While we didn’t travel as much as usual in 2021, we were fortunate to enjoy several holidays in our home state of Queensland and one short trip over the border in New South Wales. Join me this month in a retrospective look at the very odd year of 2021. 

Wallangarra QLD, February 2021

At first glance the railway station at Wallangarra, with its 19th century architecture and its red and cream paintwork, looks like any other country train station in Australia.

A closer inspection reveals some unconventional characteristics which make this station unique. While it’s not unusual for a station to have a platform on either side, at Wallangarra they have different roof styles.

The reason for this peculiar design goes back to the days before Federation, when there were six separate British colonies. Each was self-governed, with its own laws and taxes. Each had its own railway gauge and even the postage stamps were different.

Located on the Queensland/New South Wales border, the station at Wallangarra catered for trains from both colonies. Plaques on the platform tell the story.

When the building was constructed, the standard design for Queensland train station platforms was a curved bull nose roof while in New South Wales all the platforms had skillion roofs. The border between the two colonies bisected the platform so Wallangarra Railway Station was given one of each.

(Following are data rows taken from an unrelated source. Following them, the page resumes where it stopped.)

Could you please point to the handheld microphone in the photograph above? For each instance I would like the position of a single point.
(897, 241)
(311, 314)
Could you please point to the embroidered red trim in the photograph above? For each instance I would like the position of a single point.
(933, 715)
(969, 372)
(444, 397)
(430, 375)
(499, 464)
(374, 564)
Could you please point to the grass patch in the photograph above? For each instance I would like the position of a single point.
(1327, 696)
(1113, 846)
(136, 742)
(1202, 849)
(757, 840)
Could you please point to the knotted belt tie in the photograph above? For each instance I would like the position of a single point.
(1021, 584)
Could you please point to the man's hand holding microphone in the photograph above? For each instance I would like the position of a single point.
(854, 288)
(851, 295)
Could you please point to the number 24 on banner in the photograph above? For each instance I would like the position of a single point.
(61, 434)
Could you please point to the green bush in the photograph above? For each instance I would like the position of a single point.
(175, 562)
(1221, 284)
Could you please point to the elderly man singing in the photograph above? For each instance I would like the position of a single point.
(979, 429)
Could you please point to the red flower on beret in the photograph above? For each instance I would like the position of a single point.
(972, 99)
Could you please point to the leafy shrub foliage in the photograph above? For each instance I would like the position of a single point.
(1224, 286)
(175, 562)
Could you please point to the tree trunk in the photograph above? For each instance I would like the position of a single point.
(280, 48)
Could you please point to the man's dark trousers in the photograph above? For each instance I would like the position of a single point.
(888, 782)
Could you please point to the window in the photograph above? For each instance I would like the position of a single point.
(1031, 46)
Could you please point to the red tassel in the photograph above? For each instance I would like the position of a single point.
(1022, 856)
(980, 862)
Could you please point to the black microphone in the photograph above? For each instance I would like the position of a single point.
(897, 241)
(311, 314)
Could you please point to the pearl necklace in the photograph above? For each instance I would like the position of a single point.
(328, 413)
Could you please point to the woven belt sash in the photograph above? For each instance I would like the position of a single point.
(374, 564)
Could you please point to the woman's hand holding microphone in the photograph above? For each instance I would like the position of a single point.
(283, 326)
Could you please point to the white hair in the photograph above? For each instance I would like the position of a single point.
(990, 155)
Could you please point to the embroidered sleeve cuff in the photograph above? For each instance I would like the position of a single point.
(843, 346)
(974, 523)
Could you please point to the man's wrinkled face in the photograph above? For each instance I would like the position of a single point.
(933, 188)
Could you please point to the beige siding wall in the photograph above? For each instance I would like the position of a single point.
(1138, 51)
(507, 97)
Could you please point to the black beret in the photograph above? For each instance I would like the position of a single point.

On the New South Wales side the wider gauge track heads south towards Tenterfield,

while the narrow gauge on the Queensland side marks the start of the journey to Brisbane.

A  national standard gauge track was introduced in the 1920s and a new railway line linking Kyogle in New South Wales to Brisbane in Queensland was built. While the Wallangarra line was no longer needed for interstate travel, the station was a vital transport link in the defence of Australia during World War Two.

The railway to Wallangarra continued to be used for freight services until the New South Wales line closed in 1988 and the Queensland line closed in 2007.

Today the heritage listed station houses a small museum and a café in the Railway Refreshment Rooms, with tables on both platforms. A traditional morning tea of fruit scones with jam and cream is too good to resist. The only question is, where will we eat it – in Queensland or in New South Wales?